L’évêque de Metz avait notamment exprimé samedi sa « surprise » puis sa désapprobation face à l’autorisation donnée par arrêté préfectoral du 23 mars aux commerces d’ouvrir pour le vendredi précédant Pâques (le 3 avril cette année), férié en Alsace et en Moselle, en vertu du droit local.
« Cet arrêté déroge à ce qui est considéré, depuis de nombreuses années, comme une pratique profondément ancrée dans notre histoire locale, avait estimé Mgr Philippe Ballot, s’inquiétant que cela puisse créer « un précédent ».
Plusieurs syndicats ont par ailleurs attaqué l’arrêté en justice.
« Sans préjuger de la décision du tribunal administratif de Strasbourg », le préfet a dit mardi dans un communiqué être « attentif aux réactions que cette décision a suscitées, tant au sein des communautés chrétiennes qu’auprès des commerçants, qui font part des difficultés concrètes rencontrées pour organiser l’ouverture de leurs établissements dans un délai contraint ».

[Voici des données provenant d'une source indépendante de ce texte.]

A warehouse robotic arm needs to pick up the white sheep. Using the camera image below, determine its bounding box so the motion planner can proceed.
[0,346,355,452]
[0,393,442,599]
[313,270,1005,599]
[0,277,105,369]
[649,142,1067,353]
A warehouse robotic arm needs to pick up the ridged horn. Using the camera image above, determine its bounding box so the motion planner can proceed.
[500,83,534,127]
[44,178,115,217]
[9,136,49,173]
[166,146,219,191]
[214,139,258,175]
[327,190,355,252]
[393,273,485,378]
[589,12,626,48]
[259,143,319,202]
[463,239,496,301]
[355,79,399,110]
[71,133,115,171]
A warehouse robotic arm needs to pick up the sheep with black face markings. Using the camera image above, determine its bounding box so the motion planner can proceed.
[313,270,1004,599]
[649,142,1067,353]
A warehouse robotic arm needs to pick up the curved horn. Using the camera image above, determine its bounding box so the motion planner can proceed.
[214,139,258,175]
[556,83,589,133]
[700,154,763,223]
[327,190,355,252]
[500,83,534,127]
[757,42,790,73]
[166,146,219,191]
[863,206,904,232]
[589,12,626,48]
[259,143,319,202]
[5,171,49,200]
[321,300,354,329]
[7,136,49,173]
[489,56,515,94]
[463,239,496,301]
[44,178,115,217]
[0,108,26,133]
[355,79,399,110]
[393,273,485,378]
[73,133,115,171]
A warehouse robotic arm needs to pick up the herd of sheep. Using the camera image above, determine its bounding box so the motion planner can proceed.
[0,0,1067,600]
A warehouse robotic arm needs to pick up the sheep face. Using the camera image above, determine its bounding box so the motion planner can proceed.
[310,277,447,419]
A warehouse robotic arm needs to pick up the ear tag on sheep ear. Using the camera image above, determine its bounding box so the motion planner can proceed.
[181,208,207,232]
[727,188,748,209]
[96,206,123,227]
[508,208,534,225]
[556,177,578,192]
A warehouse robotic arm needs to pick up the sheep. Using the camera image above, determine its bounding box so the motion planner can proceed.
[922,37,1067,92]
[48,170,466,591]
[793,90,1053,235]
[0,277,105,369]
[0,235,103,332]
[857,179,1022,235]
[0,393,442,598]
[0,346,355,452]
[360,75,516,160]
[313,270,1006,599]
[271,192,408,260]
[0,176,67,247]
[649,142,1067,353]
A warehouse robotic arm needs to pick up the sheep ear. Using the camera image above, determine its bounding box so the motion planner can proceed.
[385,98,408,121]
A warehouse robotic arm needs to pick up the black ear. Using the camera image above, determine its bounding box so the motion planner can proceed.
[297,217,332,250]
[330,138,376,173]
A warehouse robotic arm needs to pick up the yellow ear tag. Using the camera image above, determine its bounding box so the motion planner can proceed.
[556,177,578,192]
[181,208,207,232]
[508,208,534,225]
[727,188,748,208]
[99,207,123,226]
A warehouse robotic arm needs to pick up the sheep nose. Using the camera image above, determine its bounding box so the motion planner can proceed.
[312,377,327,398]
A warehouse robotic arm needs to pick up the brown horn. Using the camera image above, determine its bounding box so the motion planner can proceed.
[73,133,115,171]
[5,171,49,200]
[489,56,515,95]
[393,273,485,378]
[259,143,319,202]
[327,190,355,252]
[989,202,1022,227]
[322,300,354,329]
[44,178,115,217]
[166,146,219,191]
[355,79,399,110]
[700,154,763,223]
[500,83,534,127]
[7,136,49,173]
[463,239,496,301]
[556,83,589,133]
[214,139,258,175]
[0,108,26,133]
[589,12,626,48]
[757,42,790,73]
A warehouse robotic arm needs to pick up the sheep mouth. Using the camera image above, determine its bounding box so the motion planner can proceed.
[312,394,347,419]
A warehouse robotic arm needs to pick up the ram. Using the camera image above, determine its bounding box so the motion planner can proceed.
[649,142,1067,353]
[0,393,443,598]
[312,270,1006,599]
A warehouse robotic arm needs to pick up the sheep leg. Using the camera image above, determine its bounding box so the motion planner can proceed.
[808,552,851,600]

Il a donc finalement décidé de « reconduire, pour cette année, la fermeture des commerces de détail dans l’ensemble du département » et engagera « dans les mois à venir » un « dialogue » avec toutes les parties prenantes pour « envisager, de manière apaisée et collective, les conditions de sa mise en œuvre à l’horizon 2027 ».
Le préfet a toutefois rappelé que « cette décision n’avait pour objet ni la remise en cause du droit local (…) ni le caractère férié du Vendredi saint, auquel les Mosellans sont profondément attachés ».